Is fietsen je wat te ambitieus in een onbekende stad, ga dan voor het OV. De meeste grote(re) steden hebben een goed functionerend systeem van metro’s en bussen. Je kunt elke keer een los kaartje kopen, maar het is slim om je te verdiepen in dagpassen of passen voor meerdere dagen. Zo betaal je in Milaan € 2 voor een enkele reis, heb je voor € 7 een dagpas en voor € 12 een pas voor drie dagen. Met de ACTV Venezia dagpas à € 25 maak je onbeperkt gebruik van het ov. Ter vergelijking: een enkel ritje met de vaporetto kost anders € 9,50.

7. Of verdiep je toch eens in de toeristenpas

Eerlijk is eerlijk, wij vinden toeristenpassen altijd voelen als een enorme tourist trap. Maar het kan de moeite waard zijn om je er toch in te verdiepen. Zo is er de Roma Pass, waarmee je gratis reist met het ov, één toeristische topper gratis bezoekt en online skip-the-line toegang krijgt tot onder meer het Colosseum en de Sixtijnse Kapel. Reken dus vooral even door of je met zo’n pas uiteindelijk niet goedkoper uit bent.

8. Maak er een streetfood-tour van

Pizza in Napels, arancini in Palermo, trapizzino in Rome, trippa (eerst even opzoeken wat het is) in Florence… Italië is een hemel voor streetfood.
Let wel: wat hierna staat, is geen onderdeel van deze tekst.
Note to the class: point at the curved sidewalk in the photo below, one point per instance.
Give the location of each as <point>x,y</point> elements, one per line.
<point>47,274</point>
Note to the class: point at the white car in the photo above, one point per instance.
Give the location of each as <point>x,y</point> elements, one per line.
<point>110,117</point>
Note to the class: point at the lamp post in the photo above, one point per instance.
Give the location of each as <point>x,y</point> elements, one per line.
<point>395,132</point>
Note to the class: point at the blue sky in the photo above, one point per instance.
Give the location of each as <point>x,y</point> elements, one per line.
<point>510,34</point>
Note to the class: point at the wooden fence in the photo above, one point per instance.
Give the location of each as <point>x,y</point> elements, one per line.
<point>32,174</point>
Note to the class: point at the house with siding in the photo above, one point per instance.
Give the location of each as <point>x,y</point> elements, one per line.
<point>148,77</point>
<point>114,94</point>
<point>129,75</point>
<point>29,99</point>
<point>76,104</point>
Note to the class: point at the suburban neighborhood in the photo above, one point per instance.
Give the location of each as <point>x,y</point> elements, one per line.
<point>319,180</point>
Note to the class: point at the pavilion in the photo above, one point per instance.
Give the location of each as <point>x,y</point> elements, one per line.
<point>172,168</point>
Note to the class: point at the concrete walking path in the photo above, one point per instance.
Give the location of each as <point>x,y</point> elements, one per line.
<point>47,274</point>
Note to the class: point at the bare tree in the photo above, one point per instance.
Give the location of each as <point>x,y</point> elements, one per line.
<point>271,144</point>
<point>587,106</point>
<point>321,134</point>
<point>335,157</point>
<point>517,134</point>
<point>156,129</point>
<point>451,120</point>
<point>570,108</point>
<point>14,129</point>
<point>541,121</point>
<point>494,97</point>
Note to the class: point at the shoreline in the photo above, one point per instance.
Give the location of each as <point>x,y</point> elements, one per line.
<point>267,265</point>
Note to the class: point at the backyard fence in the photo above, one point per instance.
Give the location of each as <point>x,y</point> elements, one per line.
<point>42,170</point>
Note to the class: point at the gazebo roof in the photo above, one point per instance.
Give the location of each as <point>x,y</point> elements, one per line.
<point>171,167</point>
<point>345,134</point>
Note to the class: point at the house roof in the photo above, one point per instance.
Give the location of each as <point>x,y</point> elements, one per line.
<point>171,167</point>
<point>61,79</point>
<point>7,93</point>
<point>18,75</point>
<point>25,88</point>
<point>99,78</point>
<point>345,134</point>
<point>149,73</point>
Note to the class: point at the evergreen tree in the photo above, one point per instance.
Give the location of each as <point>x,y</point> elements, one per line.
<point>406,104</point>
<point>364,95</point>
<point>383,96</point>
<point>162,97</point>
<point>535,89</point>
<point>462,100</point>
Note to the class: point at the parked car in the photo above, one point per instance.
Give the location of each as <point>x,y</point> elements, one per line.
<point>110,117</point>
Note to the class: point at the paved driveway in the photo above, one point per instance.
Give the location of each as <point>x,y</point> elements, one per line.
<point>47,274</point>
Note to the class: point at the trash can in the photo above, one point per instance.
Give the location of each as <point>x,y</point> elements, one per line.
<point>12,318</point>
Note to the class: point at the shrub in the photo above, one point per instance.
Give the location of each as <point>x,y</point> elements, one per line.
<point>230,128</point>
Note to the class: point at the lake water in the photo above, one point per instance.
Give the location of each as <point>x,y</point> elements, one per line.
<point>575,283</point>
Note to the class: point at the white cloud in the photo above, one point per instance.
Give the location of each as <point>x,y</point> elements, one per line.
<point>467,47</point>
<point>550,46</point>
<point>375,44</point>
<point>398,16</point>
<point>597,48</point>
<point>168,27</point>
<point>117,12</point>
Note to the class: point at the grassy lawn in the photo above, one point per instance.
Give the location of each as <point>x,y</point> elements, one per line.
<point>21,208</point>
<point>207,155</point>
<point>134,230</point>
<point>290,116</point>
En wat zo prettig is aan streetfood: het is reuze-betaalbaar en je levert niets in op smaak of eetgenot. Maak er een tour van langs de beste streetfood-adressen van de stad en je hebt een onvergetelijk diner.

9. Prik de juiste dag voor het museum

Op de eerste zondag van de maand is de toegang tot alle staatsmusea gratis. En dat kan nogal wat geld schelen. Je bezoekt in Florence gratis het Uffizi, in Rome gratis het Forum Romanum, in Napels gratis Pompeï en ga zo maar door. We hebben hier de zondagen én de deelnemende musea voor je op een rijtje gezet.

10. Neem je waterfles mee

In veel steden staan overal kleine fonteintjes waaruit drinkwater komt. Laat je waterfles dus zeker niet thuis.

11. Doe een gratis tour

De allergoedkoopste tour is er één die je zelf organiseert, maar als je een stad beter wilt leren kennen is een wandeling met gids altijd een aanrader. Dit hoeft gelukkig geen enorm gat in je reisbudget te slaan, want in veel steden zijn free tours. Helemaal gratis zijn ze niet, want de gids verwacht wel dat je een fooi geeft – dat is namelijk zijn enige salaris. Op FreeTour.com staat een uitgebreid overzicht, inclusief speciale foodtours en andere thematours.

12. Omarm de aperitivo

Als je het goed plant, kan je van de aperitivo een compleet diner maken. Je cocktail, biertje of wijntje komt aan het begin van de avond in veel bars met snacks. Als je pech hebt een bakje chips, als je geluk hebt een compleet buffet. Dat betekent dat je zo’n 10 euro betaalt voor je drankje en vervolgens je bordje vult met pizza, salades, kaas en vleeswaren.